A ameaça de uma vitória de
Lula nas próximas eleições presidenciais criou um clima de insegurança em relação à solvência
externa do Brasil. Essas preocupações tiveram, na prática, um
efeito negativo sobre nosso crédito, principalmente em razão da
elevada dependência de recursos
externos que temos hoje. Mas não
na intensidade que pode sugerir a
leitura simplista, quase horária e
sem qualificação, da evolução do
risco Brasil. Se isso fizesse sentido,
os mercados estariam sinalizando que é mais seguro investir na
Colômbia -país à beira do caos
político e social, mas com um risco soberano de 600 pontos- do
que no Brasil. O mesmo conselho
poderia ser dado em relação à Nigéria ou à Bósnia. Sabemos, entretanto, que os mercados financeiros, apesar de seus erros freqüentes, não são idiotas a esse
ponto.
Outra falha gritante no dever
de informar vem ocorrendo em
relação à nova política de preços
da Petrobras. Desde que a estatal
foi autorizada a definir com total
liberdade os preços de seus produtos, algumas vozes têm procurado
alertar para os perigos dessa decisão. Pedem também um esclarecimento detalhado sobre os critérios que estão sendo adotados,
principalmente no caso da produção interna de petróleo e gás. Mas
o monopólio estatal tem mantido
segredo sobre suas decisões, e a
imprensa deixou esse problema
de lado.
Tomemos o exemplo do gás de
cozinha, produto de primeira necessidade e de grande impacto
nos orçamentos dos consumidores de renda mais baixa e que já
subiu mais de 40% neste ano.
Uma pesquisa realizada por um
diligente analista de ações do
mercado financeiro mostra uma
armação infernal para aumentar
os lucros da empresa à custa dos
consumidores. O preço de venda
do gás produzido no Brasil, e que
representa mais de 65% do consumo total desse produto, é calculado a partir de seu preço internacional mais o custo do transporte
do exterior, até os terminais de
armazenamento da companhia.
Ou seja, o consumidor brasileiro é
obrigado a pagar um sobrepreço
por um transporte que não existe.
Como essa decisão pode ser revista a qualquer momento a critério
da Petrobras, nenhuma outra
empresa vai investir nesse setor
para aumentar a competição. Pune-se dessa forma duplamente o
consumidor brasileiro em beneficio de uma empresa pública.

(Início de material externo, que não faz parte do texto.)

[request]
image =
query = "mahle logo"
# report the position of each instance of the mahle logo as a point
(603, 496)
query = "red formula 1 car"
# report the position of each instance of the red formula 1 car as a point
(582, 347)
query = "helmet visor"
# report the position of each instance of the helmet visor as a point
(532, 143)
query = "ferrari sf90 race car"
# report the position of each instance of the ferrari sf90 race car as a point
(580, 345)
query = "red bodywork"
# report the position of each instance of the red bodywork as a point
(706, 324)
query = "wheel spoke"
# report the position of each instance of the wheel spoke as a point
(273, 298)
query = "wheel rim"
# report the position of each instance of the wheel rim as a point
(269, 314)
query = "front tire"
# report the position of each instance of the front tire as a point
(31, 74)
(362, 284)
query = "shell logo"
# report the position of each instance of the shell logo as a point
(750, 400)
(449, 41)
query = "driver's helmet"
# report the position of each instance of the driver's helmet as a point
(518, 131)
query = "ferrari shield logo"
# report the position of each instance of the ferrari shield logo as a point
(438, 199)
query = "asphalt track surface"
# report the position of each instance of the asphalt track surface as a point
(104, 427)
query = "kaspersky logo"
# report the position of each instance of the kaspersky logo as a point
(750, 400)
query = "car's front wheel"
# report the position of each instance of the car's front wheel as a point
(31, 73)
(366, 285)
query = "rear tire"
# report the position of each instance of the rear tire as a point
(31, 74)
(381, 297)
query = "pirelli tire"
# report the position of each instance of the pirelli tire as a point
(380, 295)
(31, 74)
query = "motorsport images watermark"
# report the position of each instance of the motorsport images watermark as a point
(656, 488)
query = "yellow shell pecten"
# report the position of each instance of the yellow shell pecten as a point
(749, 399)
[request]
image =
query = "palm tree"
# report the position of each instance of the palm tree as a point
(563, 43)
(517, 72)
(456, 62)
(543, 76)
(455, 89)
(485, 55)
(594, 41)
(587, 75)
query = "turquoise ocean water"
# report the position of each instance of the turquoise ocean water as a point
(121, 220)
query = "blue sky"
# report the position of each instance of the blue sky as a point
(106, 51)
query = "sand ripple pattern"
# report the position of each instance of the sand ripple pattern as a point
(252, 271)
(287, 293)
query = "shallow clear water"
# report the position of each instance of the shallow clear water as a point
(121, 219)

Outra questão relevante na
conjuntura política atual e que
tem sido colocada de forma imprecisa pela imprensa é a relação
entre os mercados e a transição
política. Alguns analistas têm
acusado os mercados de tentar
interferir nas eleições brasileiras
ao cobrar do PT e de seu candidato Lula uma política econômica
conservadora nas questões fiscais
e monetárias. Para obter sucesso
nessa empreitada, estariam
criando artificialmente uma crise
financeira de grandes proporções.
Minha visão é diferente e gostaria
de dividi-la com o leitor desta coluna.
O que os mercados estão dizendo na sua linguagem estranha e
dura é que Lula precisa considerar em seus planos de governo o
fato de que nossa economia depende em larga escala da entrada
de capitais para funcionar normalmente. Para que isso tenha
um curso normal, a gestão da política econômica precisa seguir
uma série de princípios que são
conhecidos da teoria econômica.
Em outras palavras, que um governo do PT não pode fugir desse
caminho mínimo sob o risco de
mergulhar o país em uma grave
crise de balança de pagamentos e
destruir qualquer possibilidade
de êxito do novo governo. Mais do
que uma ameaça, essa posição é
uma lembrança de que a realidade de hoje não pode ser mudada
unilateralmente. Caberá ao PT
encontrar um espaço de mudanças estruturais que não agrida essa armadilha estrutural que vivemos hoje.
Luiz Carlos Mendonça de Barros, 59, engenheiro e economista, é sócio e editor do site de economia e política Primeira Leitura. Foi presidente do BNDES e ministro das Comunicações (governo FHC).